The immune system responds to eggs in the liver causing hypersensitivity; an immune response is necessary to prevent damage to hepatocytes. The hosts' antibodies bind to the tegument of the schistosome but not for long since the tegument is shed every few hours. The schistosome can also take on host proteins. Schistomiasis can be divided into three phases; Within the haematobium group S. bovis and S. curassoni appear to be closely related: (1) the migratory phase lasting from penetration to maturity, (2) the acute phase which occurs when the schistosomes begin producing eggs, and (3) the chronic phase which occurs mainly in endemic areas.

== Gene expression ==
S. bovis is one of the few non-bacterial species with a known moonlighting protein.

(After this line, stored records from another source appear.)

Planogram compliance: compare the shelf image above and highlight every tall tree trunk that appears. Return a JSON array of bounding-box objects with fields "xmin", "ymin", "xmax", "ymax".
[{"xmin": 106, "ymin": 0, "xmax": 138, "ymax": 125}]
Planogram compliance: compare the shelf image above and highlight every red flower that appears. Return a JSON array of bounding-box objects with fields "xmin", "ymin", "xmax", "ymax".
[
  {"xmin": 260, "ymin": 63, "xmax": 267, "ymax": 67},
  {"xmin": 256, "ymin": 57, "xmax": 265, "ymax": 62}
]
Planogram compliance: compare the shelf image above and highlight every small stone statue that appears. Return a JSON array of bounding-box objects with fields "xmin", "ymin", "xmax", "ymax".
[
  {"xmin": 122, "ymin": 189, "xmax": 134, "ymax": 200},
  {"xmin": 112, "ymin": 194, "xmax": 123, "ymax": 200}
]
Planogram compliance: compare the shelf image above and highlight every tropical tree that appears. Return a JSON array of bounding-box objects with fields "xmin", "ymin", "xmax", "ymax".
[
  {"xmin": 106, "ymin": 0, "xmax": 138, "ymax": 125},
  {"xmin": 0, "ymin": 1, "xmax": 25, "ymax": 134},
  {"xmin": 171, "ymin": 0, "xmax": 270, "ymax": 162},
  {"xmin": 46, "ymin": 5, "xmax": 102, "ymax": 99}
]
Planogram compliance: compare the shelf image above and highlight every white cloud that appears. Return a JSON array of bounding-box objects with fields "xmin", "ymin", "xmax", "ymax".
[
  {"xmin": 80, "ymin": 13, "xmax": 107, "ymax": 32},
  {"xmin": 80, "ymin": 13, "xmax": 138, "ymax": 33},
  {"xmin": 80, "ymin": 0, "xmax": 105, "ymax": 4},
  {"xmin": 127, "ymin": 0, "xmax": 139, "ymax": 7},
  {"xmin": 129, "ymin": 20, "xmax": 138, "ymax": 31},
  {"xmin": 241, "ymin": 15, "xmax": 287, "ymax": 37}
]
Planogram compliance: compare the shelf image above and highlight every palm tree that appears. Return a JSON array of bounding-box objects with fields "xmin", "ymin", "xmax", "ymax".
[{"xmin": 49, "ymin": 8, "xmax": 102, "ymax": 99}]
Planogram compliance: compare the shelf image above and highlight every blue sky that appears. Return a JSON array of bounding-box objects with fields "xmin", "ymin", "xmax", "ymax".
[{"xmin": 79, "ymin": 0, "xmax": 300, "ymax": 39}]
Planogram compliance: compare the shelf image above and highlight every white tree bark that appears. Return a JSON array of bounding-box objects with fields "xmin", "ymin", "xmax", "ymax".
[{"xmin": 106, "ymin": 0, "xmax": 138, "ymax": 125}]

Glyceraldehyde-3-phosphate dehydrogenase (GAPD) is also a common MP in bacteria.
==Outbreaks in humans==
S. bovis-haematobium hybrids were found during the 2013 outbreak traced to the Cavu river on Corsica. As a hybrid increases the host range of the parent species, they affect transmission, and as is known from other schistosome hybrid pairings, morbidity and drug susceptibility, so they are epidemiologically important.

As of 2024, S. bovis-haematobium hybrids have been found to infect children in the Niger Delta of Nigeria.

== Treatment ==
Historically, antimonials and trichlorphon were tested against visceral schistosome infection in cattle.
Antimony affects phosphofructokinase activity in Schistosoma, hycanthone intercalates Schistosoma DNA and the organophosphorus metabolite dichlorvos inhibits acetylcholinesterase, "but progressively less so in S. bovis".

Since the 1980s the drug of choice is praziquantel, which disrupts membranes, leading to calcium influx. It clears eggs from stool, and affects adult but not immature worms. Damaged and dying flukes can be trapped in the liver and cause fatal portal vein thrombosis.

== Disease prevention ==
The main cause of schistosomiasis is the dumping of human and animal waste into water supplies. Hygienic disposal of waste would be sufficient to eliminate the disease.